Fig. 1 is a schematic flow chart of a method for saving energy of a motor according to an embodiment of the present application.

Fig. 2 is a schematic diagram of a system analysis process provided in the embodiment of the present application.

Fig. 3 is a schematic structural diagram of an energy saving device for a motor according to an embodiment of the present application.

Fig. 4 is a schematic structural diagram of an electronic device according to an embodiment of the present application.

Detailed Description

The present application is described in further detail below with reference to the accompanying drawings.

The present embodiment is only for explaining the present application, and it is not limited to the present application, and those skilled in the art can make modifications of the present embodiment without inventive contribution as needed after reading the present specification, but all of them are protected by patent law within the scope of the claims of the present application.

The basic principle of an electric machine is electromagnetic generation. Electromagnetic induction is that a straight metal wire passes through current, and then a circular magnetic field is generated in the space around the wire. The greater the current flowing in the wire, the stronger the magnetic field generated. The magnetic field is circular, surrounding the wire.

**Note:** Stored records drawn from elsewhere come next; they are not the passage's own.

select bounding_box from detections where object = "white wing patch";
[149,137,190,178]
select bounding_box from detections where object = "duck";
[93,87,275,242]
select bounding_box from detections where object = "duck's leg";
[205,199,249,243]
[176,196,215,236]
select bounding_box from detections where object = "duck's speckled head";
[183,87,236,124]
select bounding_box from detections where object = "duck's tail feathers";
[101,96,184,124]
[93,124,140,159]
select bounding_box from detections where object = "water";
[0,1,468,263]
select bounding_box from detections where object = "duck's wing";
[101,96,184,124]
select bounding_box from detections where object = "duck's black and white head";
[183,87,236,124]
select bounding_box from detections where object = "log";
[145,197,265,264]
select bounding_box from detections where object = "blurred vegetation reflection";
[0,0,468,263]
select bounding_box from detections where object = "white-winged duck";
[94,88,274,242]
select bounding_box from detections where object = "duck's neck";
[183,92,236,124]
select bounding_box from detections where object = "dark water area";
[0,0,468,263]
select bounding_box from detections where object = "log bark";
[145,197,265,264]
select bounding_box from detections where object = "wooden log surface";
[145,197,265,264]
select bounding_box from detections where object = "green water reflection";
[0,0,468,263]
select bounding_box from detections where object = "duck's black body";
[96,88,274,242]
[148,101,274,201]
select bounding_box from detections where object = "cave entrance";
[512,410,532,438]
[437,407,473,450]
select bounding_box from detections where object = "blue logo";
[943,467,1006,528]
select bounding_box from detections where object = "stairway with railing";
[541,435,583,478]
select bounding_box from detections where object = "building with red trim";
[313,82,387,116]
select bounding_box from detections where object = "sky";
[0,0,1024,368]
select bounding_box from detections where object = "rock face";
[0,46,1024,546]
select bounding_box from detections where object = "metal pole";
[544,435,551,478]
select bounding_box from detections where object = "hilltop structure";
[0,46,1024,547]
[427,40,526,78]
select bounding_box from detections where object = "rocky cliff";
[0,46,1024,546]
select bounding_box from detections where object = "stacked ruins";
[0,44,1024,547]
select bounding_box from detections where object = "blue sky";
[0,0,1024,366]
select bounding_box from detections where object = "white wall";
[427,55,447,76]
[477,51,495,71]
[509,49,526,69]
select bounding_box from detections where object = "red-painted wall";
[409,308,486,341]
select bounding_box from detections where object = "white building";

The motor mainly comprises a three-phase asynchronous motor and a rare earth permanent magnet synchronous motor, wherein the three-phase asynchronous motor can be divided into a cage type and a winding type according to different rotor structures. The asynchronous motor of the cage rotor has simple structure, reliable operation, light weight and low price, is widely applied, and has the main defects of difficult speed regulation, the rotor and the stator of the wound three-phase asynchronous motor are also provided with three-phase windings and are connected with an external rheostat through a slip ring and an electric brush, and the starting performance of the motor and the rotating speed of the motor can be improved by adjusting the resistance of the rheostat; the rare-earth permanent magnet synchronous motor belongs to a synchronous motor, the rotor realizes rare-earth, so the motor has no Slip (Slip, S) and no electricity excitation, the rotor has no loss of fundamental iron and copper, the rotor is excited by a permanent magnet and does not need reactive excitation current, so the power factor is improved, the reactive power is reduced, the stator current is greatly reduced, the stator copper loss is greatly reduced, and the rare-earth permanent magnet motor has a smaller volume than an asynchronous motor, so the iron loss is small and the mechanical loss is correspondingly reduced. In the motor system, in order to prolong the service life of the motor, a soft start cabinet and a frequency conversion cabinet are additionally arranged at the front section of the motor. In order to save electricity, the three-phase asynchronous motor is changed into a rare earth permanent magnet synchronous motor, but still has a plurality of problems.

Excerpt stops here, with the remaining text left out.